Les Borgia - Alexandre VI, l'ambition faite pape - Herodote.net

Les Borgia

Alexandre VI, l'ambition faite pape

Impossible de comprendre les Borgia sans se replonger dans le contexte historique de l’époque. Lorsqu’Alexandre VI coiffe la tiare pontificale, à l’été 1492, le monde bascule : le continent américain est sur le point d’être découvert par Christophe Colomb et la Renaissance irrigue les arts et les principautés d’Italie (Botticelli peint la naissance de vénus dans les années 1480).

Les États pontificaux, qui réunissent toute l'Italie centrale autour de Rome, sont une principauté parmi d'autres, avec le prestige, la puissance et l’aura sacrée en plus.

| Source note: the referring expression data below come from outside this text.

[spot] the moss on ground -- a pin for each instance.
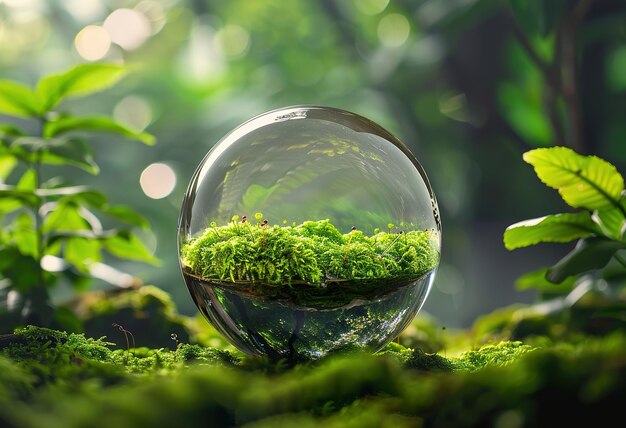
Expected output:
(49, 378)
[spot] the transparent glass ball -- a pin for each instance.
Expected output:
(308, 230)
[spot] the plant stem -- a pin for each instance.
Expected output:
(38, 219)
(569, 73)
(620, 259)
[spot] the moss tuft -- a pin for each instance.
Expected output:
(312, 252)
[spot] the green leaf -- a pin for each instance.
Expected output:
(583, 181)
(589, 254)
(10, 131)
(82, 252)
(17, 99)
(70, 152)
(7, 163)
(57, 151)
(66, 217)
(11, 193)
(125, 245)
(537, 280)
(100, 123)
(24, 235)
(612, 222)
(538, 16)
(81, 80)
(28, 181)
(127, 215)
(551, 228)
(81, 194)
(8, 205)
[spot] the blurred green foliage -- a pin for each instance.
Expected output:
(49, 226)
(463, 83)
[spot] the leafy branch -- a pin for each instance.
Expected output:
(555, 18)
(586, 182)
(47, 217)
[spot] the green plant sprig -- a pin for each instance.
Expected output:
(312, 252)
(586, 182)
(46, 217)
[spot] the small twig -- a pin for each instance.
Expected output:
(126, 333)
(569, 74)
(620, 259)
(380, 256)
(174, 337)
(345, 254)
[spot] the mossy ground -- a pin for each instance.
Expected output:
(310, 253)
(54, 379)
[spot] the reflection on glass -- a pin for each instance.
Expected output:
(311, 182)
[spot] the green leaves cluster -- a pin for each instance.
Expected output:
(46, 217)
(312, 252)
(586, 182)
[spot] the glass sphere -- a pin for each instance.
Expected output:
(308, 230)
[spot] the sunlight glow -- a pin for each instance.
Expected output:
(158, 180)
(128, 28)
(92, 42)
(233, 40)
(393, 30)
(53, 263)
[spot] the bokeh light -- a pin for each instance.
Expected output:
(232, 40)
(393, 30)
(128, 28)
(92, 42)
(158, 180)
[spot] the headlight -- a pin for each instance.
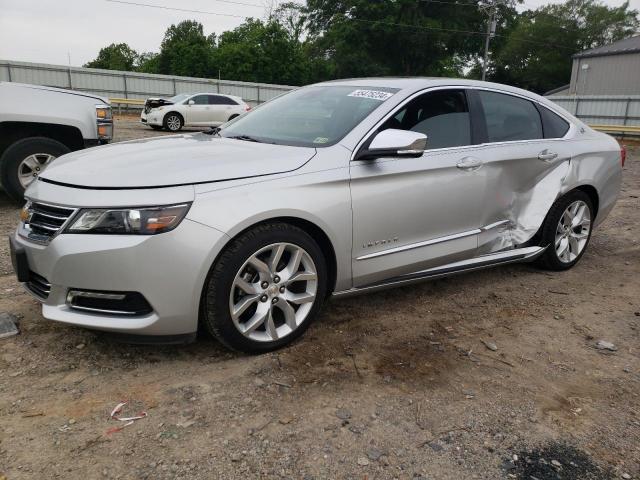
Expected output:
(128, 221)
(103, 112)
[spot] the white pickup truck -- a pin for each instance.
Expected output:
(38, 124)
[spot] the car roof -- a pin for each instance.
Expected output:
(215, 93)
(419, 83)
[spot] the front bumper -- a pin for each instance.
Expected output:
(168, 269)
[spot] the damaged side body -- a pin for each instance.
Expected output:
(524, 189)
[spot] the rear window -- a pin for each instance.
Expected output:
(510, 118)
(554, 125)
(220, 100)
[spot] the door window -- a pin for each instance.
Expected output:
(510, 118)
(554, 125)
(200, 100)
(443, 116)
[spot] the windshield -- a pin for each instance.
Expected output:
(309, 117)
(179, 98)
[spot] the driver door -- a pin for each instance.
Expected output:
(410, 214)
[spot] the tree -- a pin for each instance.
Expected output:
(258, 51)
(185, 50)
(536, 53)
(117, 56)
(147, 62)
(403, 37)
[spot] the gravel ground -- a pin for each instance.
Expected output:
(399, 384)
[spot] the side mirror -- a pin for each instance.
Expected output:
(394, 143)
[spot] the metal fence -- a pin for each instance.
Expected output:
(132, 85)
(602, 109)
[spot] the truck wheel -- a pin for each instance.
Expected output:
(24, 160)
(173, 122)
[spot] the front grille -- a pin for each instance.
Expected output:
(44, 221)
(38, 285)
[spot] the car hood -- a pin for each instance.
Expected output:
(60, 90)
(172, 161)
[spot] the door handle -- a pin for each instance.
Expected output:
(469, 163)
(547, 156)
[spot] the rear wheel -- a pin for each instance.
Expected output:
(265, 289)
(566, 231)
(24, 160)
(173, 122)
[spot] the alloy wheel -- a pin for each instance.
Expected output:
(273, 292)
(572, 232)
(173, 122)
(32, 166)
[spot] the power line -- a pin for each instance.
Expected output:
(187, 10)
(452, 30)
(382, 22)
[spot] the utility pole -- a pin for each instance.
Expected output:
(492, 10)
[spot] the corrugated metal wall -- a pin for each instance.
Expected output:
(602, 109)
(118, 84)
(606, 75)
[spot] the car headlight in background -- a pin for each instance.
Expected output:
(128, 221)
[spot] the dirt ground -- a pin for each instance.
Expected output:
(400, 384)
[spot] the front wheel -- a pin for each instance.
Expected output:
(173, 122)
(566, 231)
(23, 161)
(265, 289)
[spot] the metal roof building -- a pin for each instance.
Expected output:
(612, 69)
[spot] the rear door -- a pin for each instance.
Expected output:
(415, 213)
(524, 160)
(221, 108)
(199, 113)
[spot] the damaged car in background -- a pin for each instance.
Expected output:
(334, 189)
(191, 110)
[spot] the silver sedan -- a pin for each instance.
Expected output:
(333, 189)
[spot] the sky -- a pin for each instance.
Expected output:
(73, 31)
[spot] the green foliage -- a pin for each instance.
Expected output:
(117, 56)
(536, 53)
(326, 39)
(185, 50)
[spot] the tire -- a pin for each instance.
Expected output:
(221, 292)
(20, 158)
(552, 230)
(173, 122)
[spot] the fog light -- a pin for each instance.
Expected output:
(111, 303)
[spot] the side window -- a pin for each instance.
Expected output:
(510, 118)
(554, 125)
(200, 100)
(220, 100)
(443, 116)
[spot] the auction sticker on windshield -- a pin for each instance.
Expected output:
(372, 94)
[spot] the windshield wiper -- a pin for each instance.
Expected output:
(213, 131)
(246, 138)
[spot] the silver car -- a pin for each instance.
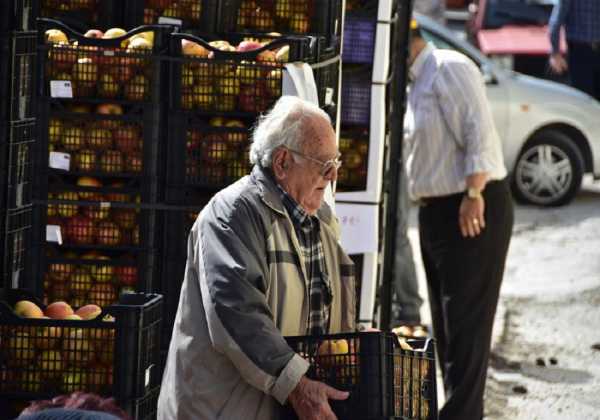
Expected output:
(550, 132)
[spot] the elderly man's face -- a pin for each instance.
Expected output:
(305, 181)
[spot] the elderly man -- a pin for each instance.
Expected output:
(263, 262)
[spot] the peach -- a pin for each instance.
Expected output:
(90, 311)
(59, 310)
(28, 309)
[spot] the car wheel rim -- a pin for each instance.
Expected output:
(544, 174)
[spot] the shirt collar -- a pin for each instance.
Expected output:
(417, 65)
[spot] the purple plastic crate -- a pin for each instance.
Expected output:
(359, 39)
(356, 96)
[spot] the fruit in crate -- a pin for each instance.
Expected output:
(85, 160)
(98, 137)
(108, 233)
(58, 310)
(126, 275)
(80, 282)
(103, 294)
(128, 138)
(50, 363)
(89, 311)
(73, 138)
(67, 210)
(27, 309)
(111, 161)
(137, 88)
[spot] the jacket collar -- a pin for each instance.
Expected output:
(271, 195)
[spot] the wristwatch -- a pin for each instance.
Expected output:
(473, 193)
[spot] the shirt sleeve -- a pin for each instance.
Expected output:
(460, 91)
(557, 20)
(233, 268)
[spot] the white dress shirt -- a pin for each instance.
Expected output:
(448, 126)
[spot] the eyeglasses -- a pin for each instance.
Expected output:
(327, 167)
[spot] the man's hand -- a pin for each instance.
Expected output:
(558, 64)
(470, 216)
(310, 400)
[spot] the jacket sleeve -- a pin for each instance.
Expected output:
(460, 90)
(232, 267)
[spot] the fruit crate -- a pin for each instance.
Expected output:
(354, 147)
(218, 78)
(41, 358)
(321, 18)
(186, 14)
(21, 147)
(101, 148)
(207, 153)
(386, 378)
(125, 69)
(17, 241)
(17, 72)
(356, 95)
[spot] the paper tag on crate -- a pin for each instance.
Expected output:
(59, 160)
(61, 89)
(164, 20)
(53, 234)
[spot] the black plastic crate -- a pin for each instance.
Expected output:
(126, 70)
(211, 77)
(188, 14)
(354, 147)
(384, 379)
(42, 358)
(209, 153)
(356, 95)
(320, 18)
(86, 146)
(17, 241)
(79, 14)
(22, 141)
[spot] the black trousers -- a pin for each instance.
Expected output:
(464, 277)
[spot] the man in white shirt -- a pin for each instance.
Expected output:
(456, 172)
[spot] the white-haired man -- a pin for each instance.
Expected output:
(263, 262)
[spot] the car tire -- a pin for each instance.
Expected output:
(548, 171)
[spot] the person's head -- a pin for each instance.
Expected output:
(417, 43)
(77, 401)
(297, 142)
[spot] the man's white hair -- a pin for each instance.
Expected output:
(283, 125)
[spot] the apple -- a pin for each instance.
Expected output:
(85, 160)
(126, 275)
(137, 88)
(73, 138)
(108, 233)
(67, 210)
(89, 311)
(191, 48)
(27, 309)
(99, 138)
(103, 294)
(80, 230)
(111, 161)
(50, 363)
(128, 138)
(54, 130)
(58, 310)
(94, 33)
(124, 218)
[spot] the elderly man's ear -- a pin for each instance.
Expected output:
(280, 164)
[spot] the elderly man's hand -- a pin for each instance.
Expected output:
(310, 400)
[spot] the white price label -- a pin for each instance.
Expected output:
(59, 160)
(164, 20)
(61, 89)
(53, 234)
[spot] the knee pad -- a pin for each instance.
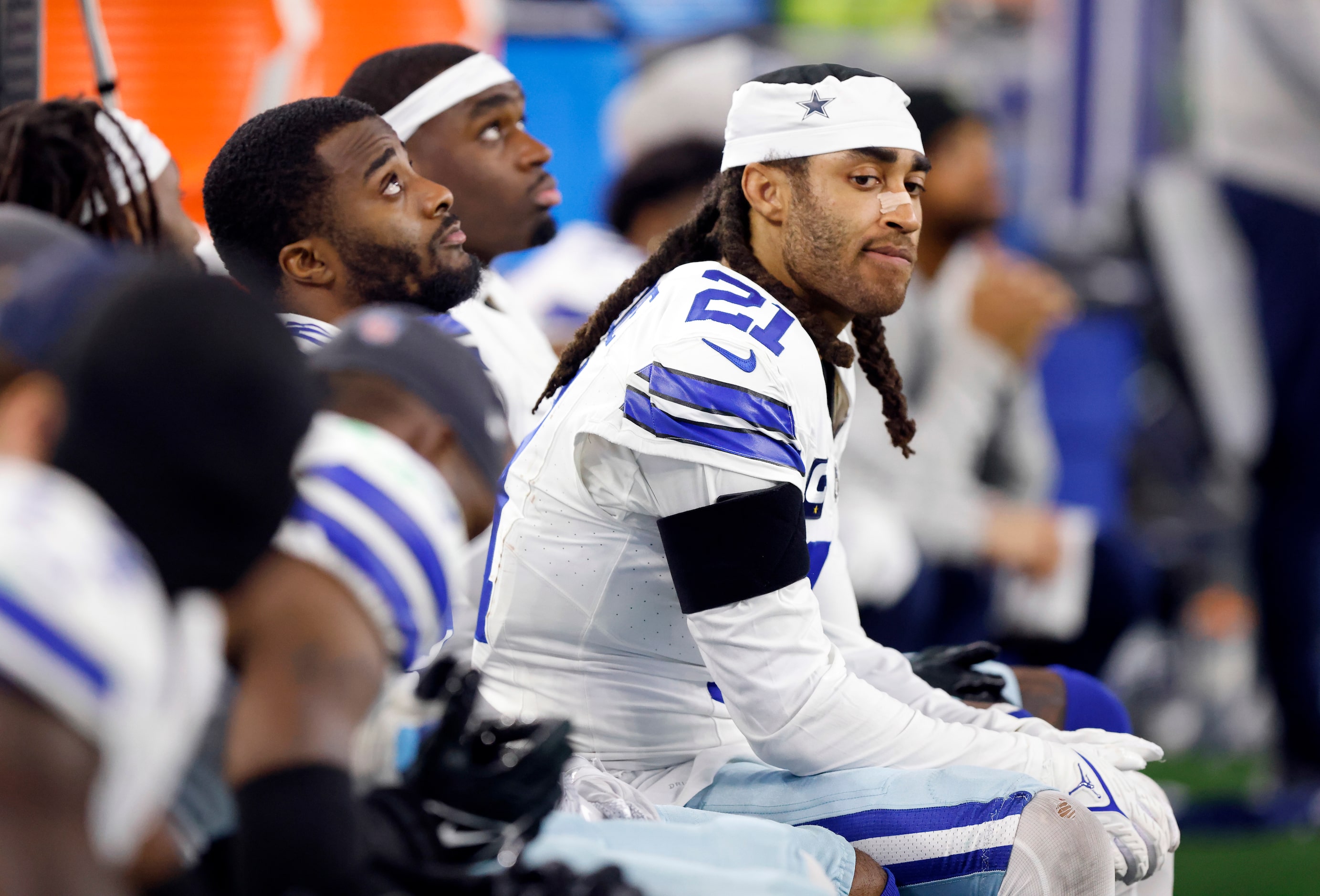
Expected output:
(1091, 704)
(1059, 850)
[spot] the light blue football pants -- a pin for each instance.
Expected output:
(693, 853)
(947, 832)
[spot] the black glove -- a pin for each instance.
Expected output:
(950, 668)
(477, 790)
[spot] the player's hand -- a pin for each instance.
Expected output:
(1124, 751)
(1140, 825)
(950, 668)
(1017, 301)
(1024, 539)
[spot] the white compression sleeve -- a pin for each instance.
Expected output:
(882, 667)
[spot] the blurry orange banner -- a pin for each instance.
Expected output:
(197, 70)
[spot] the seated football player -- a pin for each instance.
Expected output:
(95, 168)
(313, 263)
(110, 639)
(664, 571)
(460, 114)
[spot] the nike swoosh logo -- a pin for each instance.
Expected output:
(746, 365)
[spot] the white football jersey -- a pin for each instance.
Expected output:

Après la longue période du Moyen Âge, où elle n’a eu de cesse de s’imposer face au pouvoir temporel, la papauté entend bien jouir de sa primauté spirituelle et défendre ses terres et ses possessions qui remplissent grassement le patrimoine de Saint-Pierre.

Soulignons à ce propos que les papes d'il y a un demi-millénaire n'exercent pas sur la hiérarchie catholique l'autorité qui sera la leur après le concile Vatican I et la reconnaissance de l'infaillibilité pontificale en matière de dogme. C'est avant tout en qualité d'évêque et souverain de Rome qu'ils sont considérés.

Marc Fourny

Un prince de la Renaissance

Portrait posthume d'Alexandre VI, par Cristofano dell'Altissimo (1525–1605), corridor Vasariano, FlorenceLe pape et les prélats de la Renaissance sont des hommes politiques, comme le seront plus tard Richelieu ou Mazarin – avant d'être des serviteurs de Dieu. Ils peuvent respecter leurs devoirs religieux et mener en parallèle leur vie d’homme, avec ce qu’elle comporte de faiblesses, de tentations et de cupidité. Il n’est pas rare de voir des bambins courir dans les couloirs de leurs palais et leurs maitresses habiter à quelques rues...

De fait, le pape innocent VIII, le prédécesseur d’Alexandre, ne s’est pas gêné pour reconnaître ses enfants illégitimes et organiser des noces familiales au Vatican. La corruption, la vénalité et les intrigues se sont déjà largement généralisées sous son pontificat.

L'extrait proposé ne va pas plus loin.